Blasco asegura haberse entrevistado con el personal que trabaja en el mercado que le han contado terroríficas vivencias, como miembros del equipo de seguridad que han dejado su puesto de trabajo o han tenido que huir por la noche, esperando en la calle a que amaneciera, «porque no se atrevían a entrar».

Apariciones espectrales en el Callejón de la Inquisición.
Apariciones espectrales en el Callejón de la Inquisición.

La escena que estas personas relatan es muy parecida. Afirman haber visto extrañas luminarias que se movían. Incluso la figura de una niña vestida de blanco que emitía luz, paseaba, jugaba y se escondía entre los puestos. Después, simplemente, desaparecía. Algunos detallistas, cuenta Manuel Blasco, han oído risas y voces de niños a primera hora cuando aún no se han abierto las puertas del mercado.

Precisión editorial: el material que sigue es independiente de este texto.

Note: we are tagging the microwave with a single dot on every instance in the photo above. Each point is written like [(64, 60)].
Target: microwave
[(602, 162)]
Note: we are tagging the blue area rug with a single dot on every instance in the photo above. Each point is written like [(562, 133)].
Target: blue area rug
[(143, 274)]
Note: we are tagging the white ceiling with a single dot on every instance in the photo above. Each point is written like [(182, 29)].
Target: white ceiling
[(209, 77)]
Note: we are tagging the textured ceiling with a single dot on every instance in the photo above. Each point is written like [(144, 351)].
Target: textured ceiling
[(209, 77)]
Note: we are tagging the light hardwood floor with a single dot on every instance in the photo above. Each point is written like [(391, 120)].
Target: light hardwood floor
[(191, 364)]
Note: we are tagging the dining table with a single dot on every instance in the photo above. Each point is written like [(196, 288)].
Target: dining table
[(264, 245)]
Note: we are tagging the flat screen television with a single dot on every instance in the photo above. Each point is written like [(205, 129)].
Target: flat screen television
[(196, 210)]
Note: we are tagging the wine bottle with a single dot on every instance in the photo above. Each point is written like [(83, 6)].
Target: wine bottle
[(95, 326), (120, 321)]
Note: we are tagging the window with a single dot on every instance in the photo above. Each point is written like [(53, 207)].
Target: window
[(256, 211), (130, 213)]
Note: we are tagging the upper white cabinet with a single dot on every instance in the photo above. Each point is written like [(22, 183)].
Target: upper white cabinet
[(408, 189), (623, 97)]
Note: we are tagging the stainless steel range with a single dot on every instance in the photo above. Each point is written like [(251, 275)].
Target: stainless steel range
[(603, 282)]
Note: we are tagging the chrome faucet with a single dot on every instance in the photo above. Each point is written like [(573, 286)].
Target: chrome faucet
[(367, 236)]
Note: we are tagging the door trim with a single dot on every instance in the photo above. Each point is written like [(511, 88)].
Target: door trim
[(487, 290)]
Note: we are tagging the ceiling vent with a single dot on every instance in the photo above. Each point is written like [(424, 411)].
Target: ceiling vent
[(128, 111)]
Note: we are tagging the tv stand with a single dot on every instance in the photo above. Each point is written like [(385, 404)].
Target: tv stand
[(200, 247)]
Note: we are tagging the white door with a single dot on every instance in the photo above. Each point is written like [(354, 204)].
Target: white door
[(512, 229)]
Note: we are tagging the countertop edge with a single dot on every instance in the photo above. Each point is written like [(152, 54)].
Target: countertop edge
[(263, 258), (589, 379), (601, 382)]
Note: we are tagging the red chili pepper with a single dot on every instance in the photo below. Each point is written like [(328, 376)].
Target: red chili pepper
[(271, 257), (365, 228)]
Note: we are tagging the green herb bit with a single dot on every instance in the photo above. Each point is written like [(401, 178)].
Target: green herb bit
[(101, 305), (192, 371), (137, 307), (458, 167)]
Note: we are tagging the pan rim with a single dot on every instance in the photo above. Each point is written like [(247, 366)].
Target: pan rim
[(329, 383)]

«Incluso se han encontrado radios que se encienden solas o cámaras de seguridad que han grabado el movimiento, a pesar de que no había nadie en el interior. Hay quien dice que esta aparición puede ser la de una de las niñas ejecutadas por la Inquisición en el antiguo Castillo de San Jorge», añade este apasionado de lo inexplicable.

El callejón de las apariciones

Un día como hoy, hace ahora tres años, dos amigos de Manuel realizaron una singular investigación en el Callejón de la Inquisición. José Luis Hermida y Paco Gallardo recibieron el aviso del extraño suceso vivido por un joven sevillano.

Escena de la muerte de Torrigiano.
Escena de la muerte de Torrigiano. - ABC

El protagonista de esta historia era un miembro de la banda de La Esperanza de Triana que regresaba a casa tras un ensayo. Eran aproximadamnte las dos de la madrugada. En la calle Castilla le esperaban su madre y su hermana en el coche para recogerlo. El joven las llama por teléfono avisando de que llegaría al punto de encuentro en unos minutos. Estaba ya a punto de cruzar el Callejón de la Inquisición.

«Pero cuando estaba cruzando el Callejón, este joven afirma que hay una sombra negra que se le echa encima. Es la figura de un monje, con sotana y capucha. Él siente que se acerca, le atraviesa y en este momento, pierde el conocimiento» relata Manuel Blasco. «Cuando se despierta, sale corriendo pero el monje sigue allí, lo describe con sandalias, con un rosario, y echa a correr. Dice que el monje sale detrás de él, pero que no se mueve, como si no se separara de él».

Cuando llega a casa, cuenta Blasco, empieza a buscar información sobre el Callejón de la Inquisición, y por casualidad se encuentra con una pintura que representa la muerte de Torrigiano después de ser torturado por la Inquisición. Este joven llega a identificar a uno de los monjes que estaban contemplando la escena, con el monje que supuestamente le había atacado.